Does anyone remember trading cards? I think they were perhaps the female version of baseball cards, and were my passion in third and fourth grade. The initial investment was buying a pack of the cards, the size and shape of playing cards. On them were various pictures, but all I cared about were the pictures of horses. I must have not been the only one, as each pack of allowance-saved-for cards would limit the inclusion to one or two cards with any equestrian themes. The rest were useless renditions of what I remember as mostly flowers. Once one had the cards, the trading portion of the activity began. One would approach others with one’s collection of cards and trade for the ones that one wanted. My dream was to find someone who had tons of horse cards, and would take all my flower pictures in trade. I never found that ideal person, but not for want of trying.
The other hobby that I assiduously worked on was my stamp collection, a passion I shared with many of my friends. I remember the bathroom sink surrounded by drying stamps that had been soaked off of their envelopes, some new additions and some old that could be traded for hoped for items one did not have. There were also adults kindly arriving at the house with stamps they had saved for me, and occasionally a packet of pristine stamps received as a gift. I learned about history, geography and politics from those little colored squares, and also the joy of completing a set of presidential stamps with the longed-for one dollar stamp, an unimaginable sum in an age where a letter cost three cents to mail.
For a short time I collected figurines of horses (there is a theme here) and Nancy Drew books which I read assiduously as they continued to pour forth from Carolyn Keene, a pseudonym for a number of different writers.
But the greatest collection of my youth was one I was not even aware of gathering. It was the gift of the thoughts, conversations, and ideas that gently poured over me from three very different, but remarkable people --- my grandparents.

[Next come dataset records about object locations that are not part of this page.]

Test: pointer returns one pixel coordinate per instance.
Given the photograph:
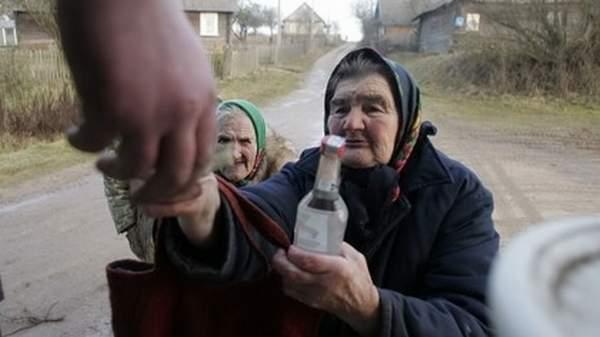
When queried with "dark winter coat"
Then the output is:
(429, 256)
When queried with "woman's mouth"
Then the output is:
(355, 143)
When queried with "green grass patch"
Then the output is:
(37, 159)
(261, 87)
(506, 112)
(23, 158)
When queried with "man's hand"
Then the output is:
(340, 285)
(196, 216)
(143, 77)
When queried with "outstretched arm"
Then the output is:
(143, 77)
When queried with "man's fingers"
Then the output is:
(135, 158)
(174, 171)
(313, 263)
(169, 210)
(288, 270)
(90, 137)
(351, 253)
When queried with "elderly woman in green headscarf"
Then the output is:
(248, 152)
(256, 151)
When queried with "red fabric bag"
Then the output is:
(156, 301)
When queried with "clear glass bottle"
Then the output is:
(322, 214)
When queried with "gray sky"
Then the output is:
(329, 10)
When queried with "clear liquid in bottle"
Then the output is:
(322, 214)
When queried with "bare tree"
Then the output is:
(249, 15)
(561, 37)
(44, 13)
(269, 18)
(364, 10)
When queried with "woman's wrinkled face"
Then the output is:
(238, 134)
(363, 111)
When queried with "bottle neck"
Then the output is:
(328, 177)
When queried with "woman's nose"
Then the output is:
(237, 151)
(354, 119)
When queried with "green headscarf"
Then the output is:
(260, 130)
(258, 122)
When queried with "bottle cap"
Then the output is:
(332, 144)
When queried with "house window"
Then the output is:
(209, 24)
(8, 37)
(472, 22)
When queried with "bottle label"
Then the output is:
(312, 230)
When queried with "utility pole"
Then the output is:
(279, 29)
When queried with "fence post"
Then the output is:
(227, 61)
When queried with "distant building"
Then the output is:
(8, 31)
(304, 23)
(210, 19)
(395, 26)
(442, 23)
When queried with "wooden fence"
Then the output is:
(48, 65)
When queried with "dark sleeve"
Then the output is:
(451, 302)
(234, 257)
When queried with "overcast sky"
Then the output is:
(329, 10)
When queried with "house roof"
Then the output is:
(210, 5)
(395, 12)
(302, 12)
(424, 6)
(6, 22)
(188, 5)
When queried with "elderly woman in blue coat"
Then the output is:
(420, 237)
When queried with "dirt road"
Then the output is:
(56, 234)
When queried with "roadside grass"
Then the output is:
(24, 158)
(39, 158)
(576, 120)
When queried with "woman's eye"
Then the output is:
(340, 111)
(372, 109)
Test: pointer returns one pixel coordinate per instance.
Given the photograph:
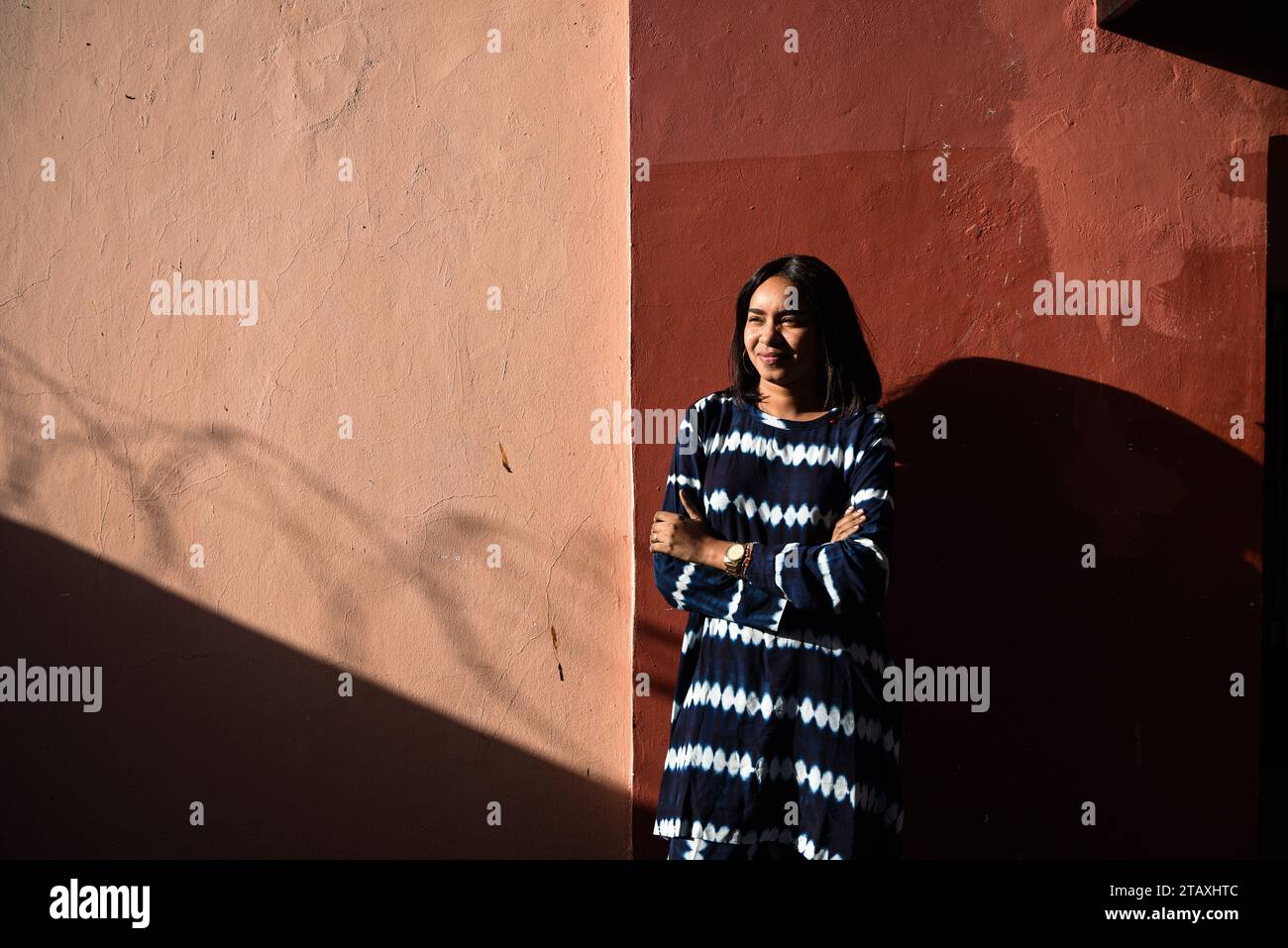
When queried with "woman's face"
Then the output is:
(782, 342)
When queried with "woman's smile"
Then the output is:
(773, 359)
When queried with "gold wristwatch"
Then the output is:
(733, 559)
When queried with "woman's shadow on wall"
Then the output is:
(1109, 685)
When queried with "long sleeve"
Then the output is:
(695, 586)
(851, 575)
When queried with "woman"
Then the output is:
(774, 535)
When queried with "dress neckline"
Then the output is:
(789, 424)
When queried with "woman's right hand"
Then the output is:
(848, 524)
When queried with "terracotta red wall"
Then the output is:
(1108, 685)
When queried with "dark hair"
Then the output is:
(850, 377)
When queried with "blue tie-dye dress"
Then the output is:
(778, 729)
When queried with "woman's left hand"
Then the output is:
(684, 537)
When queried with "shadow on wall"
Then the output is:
(1109, 685)
(197, 707)
(1235, 35)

They never lectured or postured, but simply lived their lives in an honorable, consistent, and path-marking way. As I grew to adulthood, I would often hear their words echoing down over the years long after they were gone. The trading cards have vanished, a casualty of other interests, the stamp collection has been given away, and Nancy Drew is a relic of the past. But the care of those three loving and honorable adults has continued to be the most valuable and enduring collection from my childhood.